Barely a week has passed since the Democratic challenger Joe Biden won the United States Presidential Elections 2020, and it seems the President-elect is already facing heat from Indians on Twitter.
It all started when Biden, who is set to assume office as the US President in January 2021, put out a tweet wishing Indians a Happy Diwali on Saturday.
"To the millions of Hindus, Jains, Sikhs, and Buddhists celebrating the Festival of Lights, @DrBiden and I send our best wishes for a #HappyDiwali. May your new year be filled with hope, happiness, and prosperity. Sal Mubarak," Biden wrote.
Little did he know that his simple tweet was enough to cause controversy in India, where many took issue with Biden use of the term "Sal mubarak" as a Diwali saturation.
Mr Biden, what is this "saal mubarak"? For Diwali it has no meaning & even no connotations. If you don't know how to wish on Diwali, better ask @realDonaldTrump. He can guide you.
— Maharaj 🇮🇳 (@war_echo) November 14, 2020
Many pointed out that "Sal Mubarak" was indeed an "Islamic greeting" and not one used to greet Diwali.

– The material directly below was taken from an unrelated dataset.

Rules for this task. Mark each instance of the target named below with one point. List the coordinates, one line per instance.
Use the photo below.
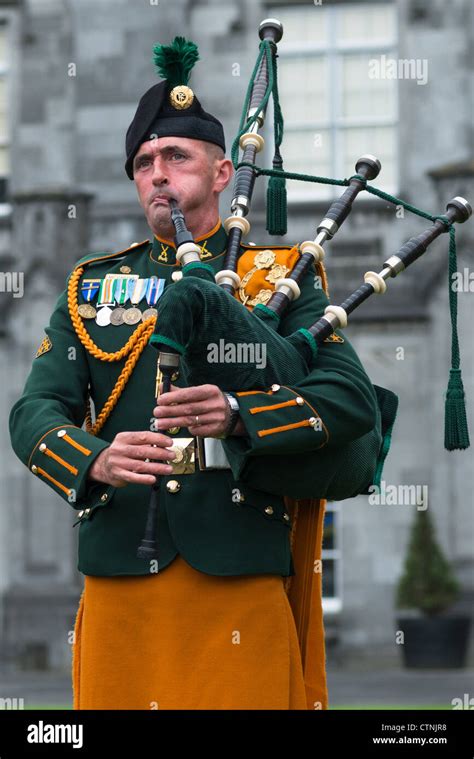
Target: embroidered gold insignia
(45, 346)
(334, 339)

I know that some people use Arabic greetings during Hindu festivals for a variety of historical reasons. I’m Kashmiri.
Doesn’t mean it’s something we all either want to do or should have to do.
Bombay was called Bombay until it wasn’t.
— Sheenie Ambardar, M.D. (@DrAmbardar) November 14, 2020
But but but what this Sal Mubarak has to do with Diwali celebrations? Don't try to be too smart playing with words to ride on two horses. Both will push you down together
— Prof.S.Venugopalan🇮🇳 (@Gopalee67) November 14, 2020
What is "Sal Mubarak"?
However, it seems Desi Twitter got it wrong. "Saal mubarak" is not a reference to any Islamic festival. In fact, Sal Mubarak is used to signify the occasion of Gujarati New Year, celebrated on the day after Diwali in Gujarat. The day is observed by Gujaratis including Paris, Hindus, Jains and Sikhs.
Prime Minister Narendra Modi tweeted about it in 2017.
Entire Gujarat consisting millions of Hindus Jains Parsis Sikhs Muslims & our beloved Prime Minister wish it as 'Sal Mubarak'. Next day of Diwali is our new year. So please! & Urdu has nothing to do with Islam, it is one of the greatest languages of India. Period. . pic.twitter.com/Ol9QtgRTYR
— Jay Gandhi (@discoverjay24) November 14, 2020
The greeting, nevertheless, managed to go viral and soon, memes popped up. Many from Gujarat expressed pride over Biden's "saal mubarak" tweet.
Democrats giving special Acknowledgement to Gujaratis by wishing Sal Mubarak.
— Het Daftary (@DaftaryHet) November 15, 2020
You should be a Gujarati to understand !! Tomorrow when PM will greet gujjus with Sal Mubarak, you will get it what I am saying !
— Yash Majiwala (@yash23597) November 15, 2020
TO all those who think about sal mubarak in Gujarat people say sal mubarak as Happy New year ok
— Nature Explorer (@NatureExplore13) November 14, 2020
And while some naysayers took issue with the use of the word "mubarak", others lauded Biden for extending his warm wishes to the Hindu community in the US.
Light comes in many forms. After all the darkness our nation experienced in 2020, I am looking forward to our new President and VP bringing light, hope, and happiness in the new year.
Happy Diwali to all! https://t.co/WsfhAb9HAs
— Sri Preston Kulkarni (@SriPKulkarni) November 14, 2020
Biden: A president that welcomes the festivals of other cultures.
Trump: A "President" who hates everyone except himself https://t.co/RixcFj0VDr
— Dax Gigandet (@DaxGigandet) November 14, 2020
— Shubham Singhal (@ShubhamSinghall) November 14, 2020
"Saal Mubarak" is also used by the Parsi community to celebrate Nauroz, the Zoroastrian New Year celebrated in India and Pakistan. "Saal" means year while "Mubarak" is Arabic for congratulations.